Time complexity finding n primes with trial division by all preceding primes

Question

Problem : Finding n prime numbers.

#include<stdio.h>
#include<stdlib.h>

void firstnprimes(int *a, int n){

    if (n < 1){
        printf("INVALID");
        return;
    }

    int i = 0, j, k;                // i is the primes counter

    for (j = 2; i != n; j++){       // j is a candidate number

        for (k = 0; k < i; k++)
        {
            if (j % a[k] == 0)      // a[k] is k-th prime
                break;
        }

        if (k == i)                 // end-of-loop was reached
            a[i++] = j;             // record the i-th prime, j
    }
    return;
}

int main(){
    int n;
    scanf_s("%d",&n);
    int *a = (int *)malloc(n*sizeof(int));
    firstnprimes(a,n);
    for (int i = 0; i < n; i++)
        printf("%d\n",a[i]);
    system("pause");
    return 0;
}

My function's inner loop runs for i times (at the most), where i is the number of prime numbers below a given candidate number, and the outer loop runs for (nth prime number - 2) times.

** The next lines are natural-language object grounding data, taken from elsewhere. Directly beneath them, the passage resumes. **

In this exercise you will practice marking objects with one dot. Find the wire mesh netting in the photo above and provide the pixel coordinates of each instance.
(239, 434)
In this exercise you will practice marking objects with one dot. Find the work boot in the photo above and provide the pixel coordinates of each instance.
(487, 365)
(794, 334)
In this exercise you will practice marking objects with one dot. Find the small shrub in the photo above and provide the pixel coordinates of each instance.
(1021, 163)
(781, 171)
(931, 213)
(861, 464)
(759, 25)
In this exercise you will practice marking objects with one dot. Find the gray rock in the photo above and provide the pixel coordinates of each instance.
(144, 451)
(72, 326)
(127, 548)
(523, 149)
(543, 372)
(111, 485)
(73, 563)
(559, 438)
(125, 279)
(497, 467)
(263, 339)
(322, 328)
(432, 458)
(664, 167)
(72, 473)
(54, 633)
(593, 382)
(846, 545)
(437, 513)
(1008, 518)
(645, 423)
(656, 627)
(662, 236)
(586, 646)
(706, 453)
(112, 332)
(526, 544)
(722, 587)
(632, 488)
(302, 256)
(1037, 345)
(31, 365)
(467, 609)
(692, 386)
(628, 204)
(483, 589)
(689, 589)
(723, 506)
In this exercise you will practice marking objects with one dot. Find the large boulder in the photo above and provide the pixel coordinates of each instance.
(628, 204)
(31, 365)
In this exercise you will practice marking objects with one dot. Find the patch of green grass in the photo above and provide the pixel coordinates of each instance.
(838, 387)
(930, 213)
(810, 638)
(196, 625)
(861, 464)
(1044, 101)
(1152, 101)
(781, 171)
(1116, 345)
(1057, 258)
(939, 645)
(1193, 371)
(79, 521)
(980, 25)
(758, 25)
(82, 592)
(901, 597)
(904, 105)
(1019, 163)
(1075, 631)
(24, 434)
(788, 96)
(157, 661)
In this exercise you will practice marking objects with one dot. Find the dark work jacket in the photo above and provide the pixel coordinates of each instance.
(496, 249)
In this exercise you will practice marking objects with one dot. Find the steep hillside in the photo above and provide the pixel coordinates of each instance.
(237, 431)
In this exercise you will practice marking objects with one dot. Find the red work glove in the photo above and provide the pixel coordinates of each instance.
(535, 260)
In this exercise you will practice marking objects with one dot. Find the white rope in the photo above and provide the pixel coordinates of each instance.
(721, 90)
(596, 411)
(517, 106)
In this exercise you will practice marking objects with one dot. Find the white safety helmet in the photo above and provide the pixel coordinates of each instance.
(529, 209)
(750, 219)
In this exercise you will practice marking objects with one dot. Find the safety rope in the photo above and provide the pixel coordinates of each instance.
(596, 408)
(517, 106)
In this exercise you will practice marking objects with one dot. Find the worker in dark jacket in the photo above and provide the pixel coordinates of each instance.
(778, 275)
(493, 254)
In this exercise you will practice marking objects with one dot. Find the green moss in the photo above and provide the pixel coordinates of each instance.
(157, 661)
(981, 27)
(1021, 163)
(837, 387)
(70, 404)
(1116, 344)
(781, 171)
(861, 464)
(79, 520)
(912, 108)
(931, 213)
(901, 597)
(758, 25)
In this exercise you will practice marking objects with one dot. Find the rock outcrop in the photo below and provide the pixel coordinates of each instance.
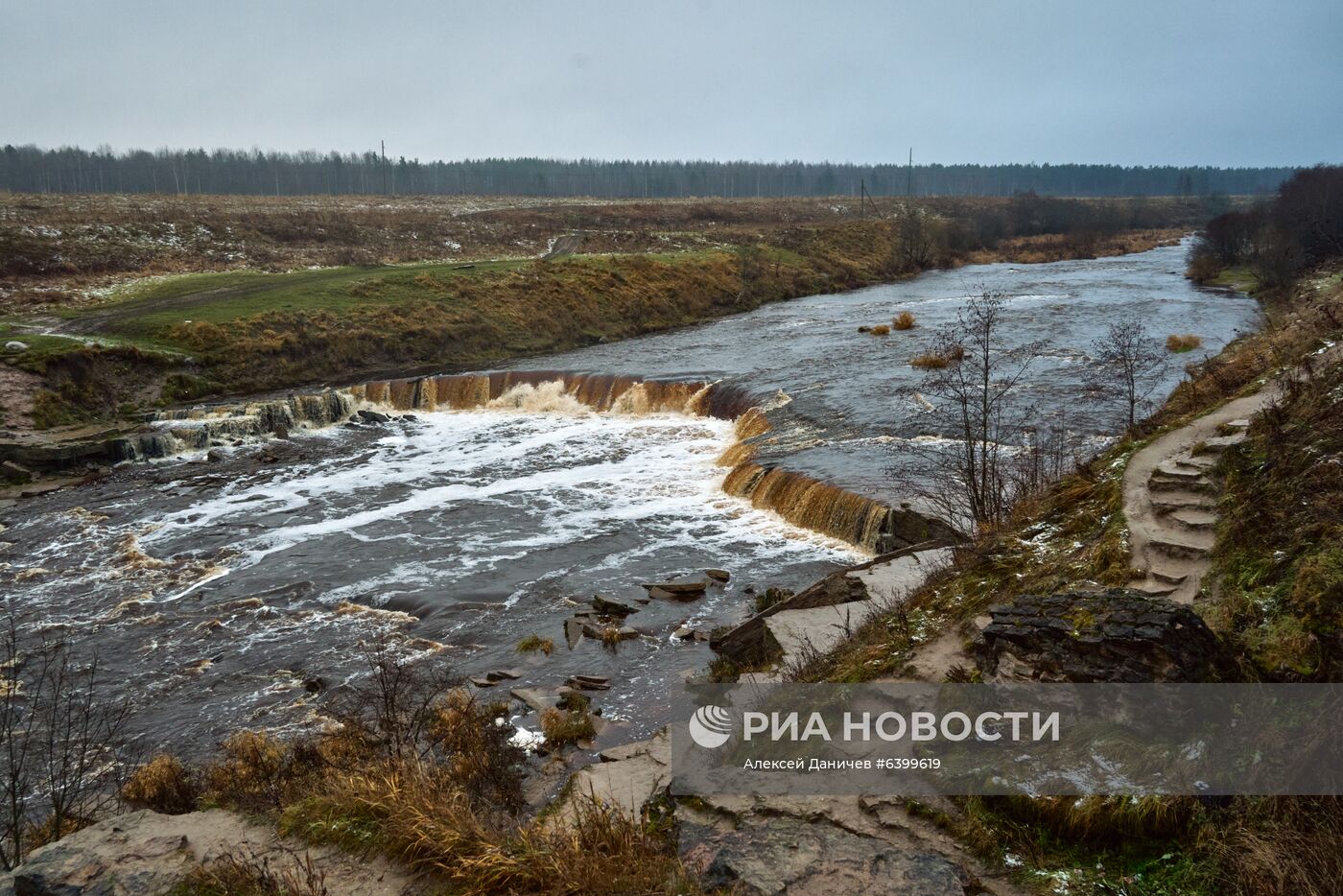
(1111, 636)
(145, 853)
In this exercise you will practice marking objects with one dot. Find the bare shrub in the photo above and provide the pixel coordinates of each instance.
(969, 476)
(1127, 365)
(62, 743)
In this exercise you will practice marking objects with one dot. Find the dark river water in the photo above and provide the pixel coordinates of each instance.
(211, 591)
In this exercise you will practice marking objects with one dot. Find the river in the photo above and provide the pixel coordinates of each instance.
(212, 591)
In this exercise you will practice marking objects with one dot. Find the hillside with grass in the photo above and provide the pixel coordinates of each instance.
(136, 302)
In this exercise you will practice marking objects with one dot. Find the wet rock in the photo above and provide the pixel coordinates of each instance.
(626, 778)
(675, 590)
(794, 856)
(537, 698)
(145, 852)
(11, 472)
(608, 607)
(590, 683)
(1112, 636)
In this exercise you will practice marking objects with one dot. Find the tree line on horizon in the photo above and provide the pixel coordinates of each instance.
(71, 170)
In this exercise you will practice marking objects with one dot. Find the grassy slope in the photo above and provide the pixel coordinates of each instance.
(1278, 598)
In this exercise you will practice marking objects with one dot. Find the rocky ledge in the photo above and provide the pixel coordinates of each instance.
(1110, 636)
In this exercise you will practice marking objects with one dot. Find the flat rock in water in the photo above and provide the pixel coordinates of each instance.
(590, 683)
(608, 607)
(539, 698)
(145, 852)
(794, 856)
(675, 590)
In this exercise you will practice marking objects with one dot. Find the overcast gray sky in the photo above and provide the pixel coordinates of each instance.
(1228, 83)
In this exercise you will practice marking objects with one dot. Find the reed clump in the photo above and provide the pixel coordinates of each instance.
(1182, 342)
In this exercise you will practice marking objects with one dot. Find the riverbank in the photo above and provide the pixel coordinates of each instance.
(104, 345)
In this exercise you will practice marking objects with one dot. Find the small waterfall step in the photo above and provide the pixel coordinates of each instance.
(1194, 519)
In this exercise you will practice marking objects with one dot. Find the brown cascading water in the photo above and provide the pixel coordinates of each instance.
(798, 499)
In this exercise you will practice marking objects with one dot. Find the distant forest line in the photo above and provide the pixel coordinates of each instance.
(301, 174)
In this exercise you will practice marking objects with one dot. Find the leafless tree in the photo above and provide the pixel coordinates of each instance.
(1128, 365)
(969, 476)
(63, 744)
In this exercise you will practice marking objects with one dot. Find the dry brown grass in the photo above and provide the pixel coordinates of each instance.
(1182, 342)
(164, 785)
(566, 727)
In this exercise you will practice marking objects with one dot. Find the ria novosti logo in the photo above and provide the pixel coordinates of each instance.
(711, 727)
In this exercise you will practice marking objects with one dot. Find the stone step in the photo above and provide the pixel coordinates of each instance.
(1177, 469)
(1167, 578)
(1168, 502)
(1221, 442)
(1194, 519)
(1190, 546)
(1152, 587)
(1164, 483)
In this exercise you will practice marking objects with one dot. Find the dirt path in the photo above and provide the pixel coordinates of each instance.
(1170, 502)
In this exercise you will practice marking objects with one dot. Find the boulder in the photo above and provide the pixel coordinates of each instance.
(608, 607)
(11, 472)
(590, 683)
(574, 631)
(677, 590)
(1112, 636)
(785, 855)
(145, 852)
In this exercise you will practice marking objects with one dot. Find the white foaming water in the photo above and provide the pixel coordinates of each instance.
(462, 493)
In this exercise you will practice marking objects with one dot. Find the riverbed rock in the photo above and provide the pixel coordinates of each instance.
(151, 853)
(537, 698)
(574, 631)
(590, 683)
(1111, 636)
(675, 590)
(610, 607)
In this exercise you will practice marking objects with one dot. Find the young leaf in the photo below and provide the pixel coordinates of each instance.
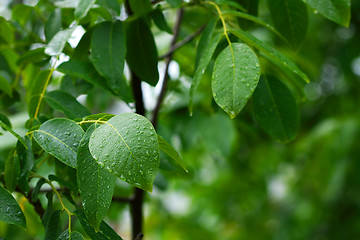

How can I derive the complexity of this algorithm in Big O notation?

Thanks in advance.

Answer 1

The prime number theorem states that asymptotically, the number of primes less than n is equal to n/log n. Therefore, your inner loop will run Theta of i * max =n / log n * n times (assuming max=n).

Also, your outer loop runs on the order of n log n times, making the total complexity Theta of n / log n * n * n log n = n^3. In other words, this is not the most efficient algorithm.

Note that there are better approximations around (e.g. the n-th prime number is closer to:

n log n + n log log n - n + n log log n / log n + ...

But, since you are concerned with just big O, this approximation is good enough.

Also, there are much better algorithms for doing what you're looking to do. Look up the topic of pseudoprimes, for more information.

Answer 2

In pseudocode your code is

firstnprimes(n) = a[:n]   # array a's first n entries
    where
       i = 0
       a = [j for j in [2..]  
                if is_empty( [j for p in a[:i] if (j%p == 0)] )
                   && (++i) ]

(assuming the short-circuiting is_empty which returns false as soon as the list is discovered to be non-empty).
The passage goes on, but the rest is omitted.